Various startups have sought to formalize these donations and make them more convenient for those receiving and giving them. For example, if you have a party in your flat, the sheer number of glass bottles can easily add up to a heavy load to return to the gobbling recycling machine.

The website Pfandgeben (literally “deposit-giving”), allows those with a bottle surplus to connect with those who need the deposits. “It’s a win-win situation,” says Jonas Kakoschke, who started the website in 2011 as part of his communications degree. “It’s used by small offices and agencies also—even my current coworking space.” The graphic designer and social entrepreneur credits the success of his website to the importance of the human interaction it facilitates: “Rather than just putting their bottles on the street, people want to see the face of the person they’re donating to,” he says.

Meanwhile, the campaign Pfand gehört daneben (roughly “Deposits belong alongside”) began in 2015 to encourage those drinking unterwegs (on the way) to place their bottles next to the garbage, rather than inside the can, allowing those collecting deposits to simply pick them up, instead of sticking their arm into the dirty and potentially dangerous receptacle to find those eight-cent treasures. With 172 million euros’ worth of bottles being thrown away each year, it’s a simple act of solidarity with those less fortunate. Soft drink manufacturer Fritz Kola now has the catchphrase printed on the front of its bottles.

This system hugely affects the culture of how Berliners drink, particularly in the summer, when the parks and canal banks fill up with huddles of socially inclined drinkers. Separating the bottles from the rest of the trash is an accepted act of polite social responsibility—by donating them or leaving them for someone else, the communal activity of drinking with friends almost automatically includes a small donation to the least fortunate in the local neighborhood. For example, at the edge of Tempelhofer Feld, a disused airport whose bike-friendly runways are a popular sunset spot for locals, collection carts sit ready for anyone exiting the park to drop what they’ve drunk. These receptacles are collected by a group of friendly women, whose signs say that their pfand will be donated to help support young people in the local community.
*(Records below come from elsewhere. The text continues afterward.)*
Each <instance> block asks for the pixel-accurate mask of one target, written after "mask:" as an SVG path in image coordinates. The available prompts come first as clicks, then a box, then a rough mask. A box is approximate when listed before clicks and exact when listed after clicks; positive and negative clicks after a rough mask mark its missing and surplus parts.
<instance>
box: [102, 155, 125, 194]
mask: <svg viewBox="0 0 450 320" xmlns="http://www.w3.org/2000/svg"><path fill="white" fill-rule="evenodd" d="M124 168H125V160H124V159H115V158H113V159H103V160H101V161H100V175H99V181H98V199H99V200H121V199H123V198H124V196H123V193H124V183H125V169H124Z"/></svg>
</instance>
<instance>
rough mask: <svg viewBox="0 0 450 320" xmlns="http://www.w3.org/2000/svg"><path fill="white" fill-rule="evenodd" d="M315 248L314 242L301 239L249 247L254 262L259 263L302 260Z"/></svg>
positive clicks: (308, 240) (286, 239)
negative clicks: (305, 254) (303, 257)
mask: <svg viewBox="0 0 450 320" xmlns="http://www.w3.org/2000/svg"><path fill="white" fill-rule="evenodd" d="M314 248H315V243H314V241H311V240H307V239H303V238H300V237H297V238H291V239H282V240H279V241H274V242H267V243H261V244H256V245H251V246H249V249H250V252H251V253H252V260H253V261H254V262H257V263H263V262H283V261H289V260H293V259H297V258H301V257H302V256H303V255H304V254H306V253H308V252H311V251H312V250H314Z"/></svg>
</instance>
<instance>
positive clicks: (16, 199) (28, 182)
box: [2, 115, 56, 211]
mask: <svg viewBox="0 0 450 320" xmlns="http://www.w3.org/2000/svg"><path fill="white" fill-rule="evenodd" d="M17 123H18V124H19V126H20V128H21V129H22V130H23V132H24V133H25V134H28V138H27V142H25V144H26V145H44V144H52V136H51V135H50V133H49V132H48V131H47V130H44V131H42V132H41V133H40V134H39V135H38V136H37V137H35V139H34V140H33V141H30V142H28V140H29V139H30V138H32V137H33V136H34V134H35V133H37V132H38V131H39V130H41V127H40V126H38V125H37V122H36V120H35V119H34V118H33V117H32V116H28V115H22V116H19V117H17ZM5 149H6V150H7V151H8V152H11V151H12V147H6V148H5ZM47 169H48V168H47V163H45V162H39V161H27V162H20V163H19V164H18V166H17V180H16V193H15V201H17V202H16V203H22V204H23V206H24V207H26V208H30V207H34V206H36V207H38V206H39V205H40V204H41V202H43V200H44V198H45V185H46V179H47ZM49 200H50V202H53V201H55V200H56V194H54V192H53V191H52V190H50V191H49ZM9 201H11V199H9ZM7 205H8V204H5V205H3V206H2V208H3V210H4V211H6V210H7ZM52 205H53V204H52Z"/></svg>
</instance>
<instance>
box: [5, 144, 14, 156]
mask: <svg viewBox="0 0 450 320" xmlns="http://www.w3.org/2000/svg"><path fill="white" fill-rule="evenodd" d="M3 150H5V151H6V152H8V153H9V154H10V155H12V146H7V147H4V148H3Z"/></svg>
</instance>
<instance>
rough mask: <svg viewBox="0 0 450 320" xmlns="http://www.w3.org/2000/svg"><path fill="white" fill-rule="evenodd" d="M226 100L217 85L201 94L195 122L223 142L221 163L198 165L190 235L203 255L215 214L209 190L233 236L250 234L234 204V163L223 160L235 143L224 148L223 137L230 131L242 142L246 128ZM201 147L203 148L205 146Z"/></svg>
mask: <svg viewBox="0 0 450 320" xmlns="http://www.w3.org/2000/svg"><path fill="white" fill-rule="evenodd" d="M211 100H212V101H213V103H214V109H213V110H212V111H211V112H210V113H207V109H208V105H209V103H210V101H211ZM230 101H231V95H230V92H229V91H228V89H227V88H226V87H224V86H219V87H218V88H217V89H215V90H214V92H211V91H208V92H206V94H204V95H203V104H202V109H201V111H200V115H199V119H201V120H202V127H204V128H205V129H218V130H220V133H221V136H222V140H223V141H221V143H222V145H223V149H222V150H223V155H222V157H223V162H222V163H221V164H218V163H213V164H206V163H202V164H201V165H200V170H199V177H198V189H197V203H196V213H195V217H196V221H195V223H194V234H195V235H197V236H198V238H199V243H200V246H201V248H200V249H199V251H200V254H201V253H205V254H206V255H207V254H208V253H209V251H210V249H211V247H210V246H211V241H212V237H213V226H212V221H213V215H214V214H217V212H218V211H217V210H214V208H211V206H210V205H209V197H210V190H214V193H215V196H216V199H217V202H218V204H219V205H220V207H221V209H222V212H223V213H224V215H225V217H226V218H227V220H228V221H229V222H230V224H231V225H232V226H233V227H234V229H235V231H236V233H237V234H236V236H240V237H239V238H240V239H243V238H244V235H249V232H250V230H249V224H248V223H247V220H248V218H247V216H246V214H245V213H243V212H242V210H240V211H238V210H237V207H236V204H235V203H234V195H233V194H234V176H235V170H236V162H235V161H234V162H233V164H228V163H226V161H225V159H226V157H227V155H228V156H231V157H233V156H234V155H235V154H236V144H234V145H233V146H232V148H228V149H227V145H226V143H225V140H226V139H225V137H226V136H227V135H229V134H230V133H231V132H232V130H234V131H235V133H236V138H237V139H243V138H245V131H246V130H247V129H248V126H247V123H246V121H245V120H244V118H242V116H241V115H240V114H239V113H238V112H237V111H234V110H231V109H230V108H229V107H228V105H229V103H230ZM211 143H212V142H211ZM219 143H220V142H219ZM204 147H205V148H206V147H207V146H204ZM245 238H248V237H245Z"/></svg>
What could have been an inconvenient innovation from the German government, mandating consumer participation in environmental policy, has turned into a way to redistribute money to the needy, keep the city clean and be socially responsible with your recycling. And it’s a boon for Berlin’s drinking population, from the barbecuing family in Volkspark Friedrichshain, to the old men playing boules by the Landwehr canal, to the students sipping lager on the U-Bahn on their way to the club.

Photo 1: a box where bottles can be left at Berlin's Tempelhofer Feld, labeled "Thanks for the empties for young disabled people!"
Photo 2: Anthony and Tino with their pre-party bottles.

Local Taste: JUST SCRAPPING BY

One bottle and can at a time, scrappers across New York City collect discarded containers to turn a profit at recycling redemption centers, making a meager living a nickel at a time (far less than the pfand offered by the German government). Can collecting as we know it became a “thing” in 1982, when New York enacted its Bottle Bill, as part of environmental conservation legislation to incentivize recycling across the city, to reduce litter and ease the burden on solid waste facilities.